Les autorités religieuses et les savants du chiisme semblent plus ouverts à la recherche scientifique sur les textes sacrés de l’islam. Comment expliquer cette différence avec le sunnisme ?
Il est plus juste de dire certains savants religieux chiites et pas tous, loin de là hélas ! Mais il est vrai que certains éléments doctrinaux du chiisme permettent une plus grande ouverture vers la recherche scientifique sur le Coran. La thèse chiite de la falsification de la version officielle du Coran, déclarée ouvertement et majoritairement pendant les trois premiers siècles de l’islam, puis discrètement et minoritairement jusqu’à nos jours, comporte des notions qui ne peuvent qu’être approuvées par les historiens : la dépendance historique de la transmission et de la rédaction des Écritures à leurs contextes politique et social, l’articulation entre les sources scripturaires et le pouvoir ou encore la connivence entre les autorités politiques et religieuses dans l’élaboration des Écritures. Par ailleurs, on sait que le courant théologique rationaliste des moutazilites a disparu assez tôt en tant que tel mais il continua à vivre à travers le chiisme rationaliste jusqu’à aujourd’hui. Cette présence forte de la pensée rationnelle islamique, à l’origine très redevable à la dialectique aristotélicienne, permet également la possibilité d’une plus grande ouverture du chiisme à une perception renouvelée de la Tradition.

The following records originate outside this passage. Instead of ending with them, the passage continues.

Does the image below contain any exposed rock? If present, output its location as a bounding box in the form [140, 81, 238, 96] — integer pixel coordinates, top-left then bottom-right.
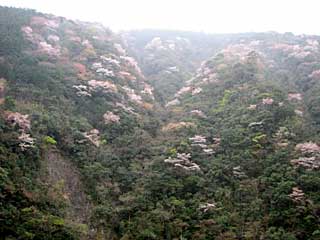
[21, 26, 33, 37]
[289, 187, 305, 202]
[6, 112, 31, 131]
[31, 16, 59, 29]
[18, 132, 35, 151]
[290, 157, 320, 169]
[83, 129, 101, 147]
[288, 93, 302, 101]
[91, 62, 102, 69]
[88, 80, 118, 92]
[295, 142, 320, 153]
[262, 98, 274, 105]
[248, 104, 257, 110]
[191, 87, 202, 96]
[249, 122, 263, 127]
[162, 122, 196, 132]
[0, 78, 7, 105]
[294, 109, 303, 117]
[72, 85, 91, 97]
[199, 203, 216, 213]
[232, 166, 246, 178]
[47, 35, 60, 44]
[141, 83, 154, 99]
[164, 153, 201, 171]
[38, 41, 60, 56]
[190, 110, 207, 118]
[96, 67, 115, 77]
[189, 135, 207, 143]
[103, 111, 120, 124]
[144, 37, 165, 50]
[309, 69, 320, 80]
[120, 56, 143, 77]
[174, 86, 192, 97]
[122, 86, 142, 104]
[203, 148, 214, 155]
[116, 103, 137, 115]
[113, 43, 126, 56]
[165, 98, 180, 107]
[100, 56, 120, 68]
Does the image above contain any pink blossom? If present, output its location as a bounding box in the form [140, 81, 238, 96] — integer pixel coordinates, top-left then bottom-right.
[295, 142, 320, 153]
[262, 98, 273, 105]
[103, 111, 120, 124]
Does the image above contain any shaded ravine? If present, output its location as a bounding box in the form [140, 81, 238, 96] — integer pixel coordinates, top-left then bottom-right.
[43, 148, 91, 224]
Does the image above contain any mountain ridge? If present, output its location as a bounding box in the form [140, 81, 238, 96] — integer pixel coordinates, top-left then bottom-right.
[0, 7, 320, 240]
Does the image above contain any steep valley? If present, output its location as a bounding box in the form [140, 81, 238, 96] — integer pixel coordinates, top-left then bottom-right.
[0, 7, 320, 240]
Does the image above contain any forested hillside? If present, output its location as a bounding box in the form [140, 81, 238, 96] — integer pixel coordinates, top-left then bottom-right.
[0, 7, 320, 240]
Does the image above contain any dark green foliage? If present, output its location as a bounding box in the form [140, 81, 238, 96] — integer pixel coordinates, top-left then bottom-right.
[0, 7, 320, 240]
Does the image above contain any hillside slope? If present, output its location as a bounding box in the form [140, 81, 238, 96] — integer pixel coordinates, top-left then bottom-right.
[0, 7, 320, 240]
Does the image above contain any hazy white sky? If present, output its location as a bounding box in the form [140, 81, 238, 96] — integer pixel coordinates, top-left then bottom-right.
[0, 0, 320, 35]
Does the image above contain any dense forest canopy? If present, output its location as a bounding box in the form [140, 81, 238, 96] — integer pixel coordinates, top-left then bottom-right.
[0, 7, 320, 240]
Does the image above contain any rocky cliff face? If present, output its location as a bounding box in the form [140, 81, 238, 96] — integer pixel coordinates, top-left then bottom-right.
[0, 5, 320, 239]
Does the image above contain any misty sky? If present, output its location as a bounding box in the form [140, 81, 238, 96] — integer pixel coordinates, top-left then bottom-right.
[0, 0, 320, 35]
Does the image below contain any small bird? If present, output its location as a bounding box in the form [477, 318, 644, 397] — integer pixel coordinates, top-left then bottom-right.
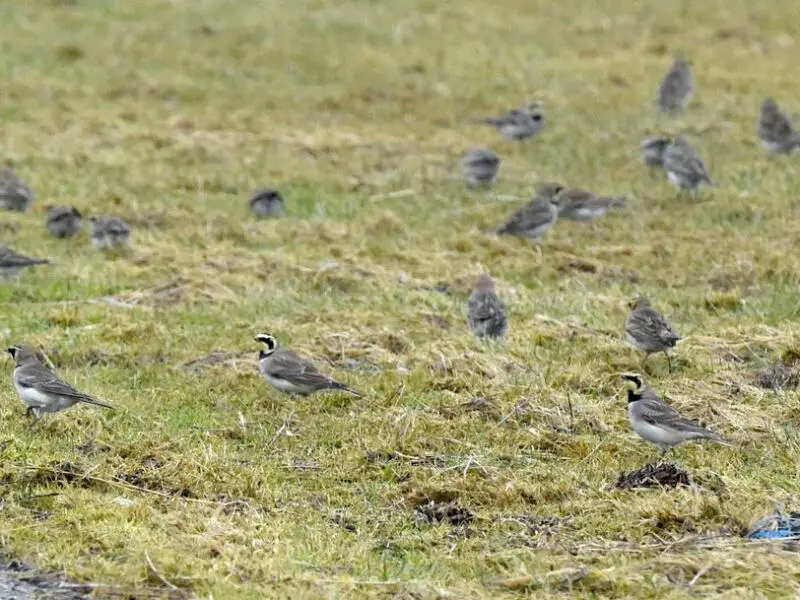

Comment Le Coran des historiens a-t-il été accueilli par les lecteurs musulmans ?
On met de côté les réactions agressives de deux groupes : les musulmans apologètes ou fanatiques et puis les non-musulmans idéologues et polémistes. Pour répondre à votre question précise, au niveau des individus, Guillaume Dye et moi-même, nous avons reçu un très grand nombre de réactions fort positives de la part d’amis, de collègues, d’universitaires et d’intellectuels ou de simples croyants. En revanche, les milieux, les personnalités et les institutions religieux brillent par leur silence. Comment interpréter ce silence ? La méfiance ? L’indifférence ? L’ignorance de l’existence de notre livre ? On manque encore de recul pour y répondre. La seule exception est l’Iran, pays des paradoxes. Sur le site de deux universités théologiques chiites de la ville de Qom, il y a eu des présentations très élogieuses du livre. On y soulignait, entre autres, les différentes qualités scientifiques de l’ouvrage, le grand intérêt pour les musulmans de connaître les derniers résultats de la recherche occidentale sur le Coran, même s’ils ne sont pas d’accord avec tous ces résultats, ou encore la nécessité de débats entre croyants et historiens. Pour autant, je ne me fais pas beaucoup d’illusions : je suis presque certain que les auteurs de ces présentations n’ont pas lu les 4000 pages de notre livre et que ces réactions positives sont éminemment politiques puisque probablement en rapport avec la guerre idéologique sans merci qui fait rage entre Iraniens chiites et Séoudiens wahhabites. N’empêche que ces pages existent et elles contribuent à la diffusion « des frémissements » bénéfiques dont je parlais plus haut.

Propos recueillis par Annie Laurent

(1) Le Coran silencieux et le Coran parlant (CNRS Éditions, 2011) et Controverses sur les écritures canoniques de l’islam, avec Daniel de Smet (Cerf, 2014).
(2) Robert Laffont, Bouquins, 2007.
(3) Éditions Téraèdre, 2004, p. 65.
(4) Le Temps, Genève, 22 janvier 2011.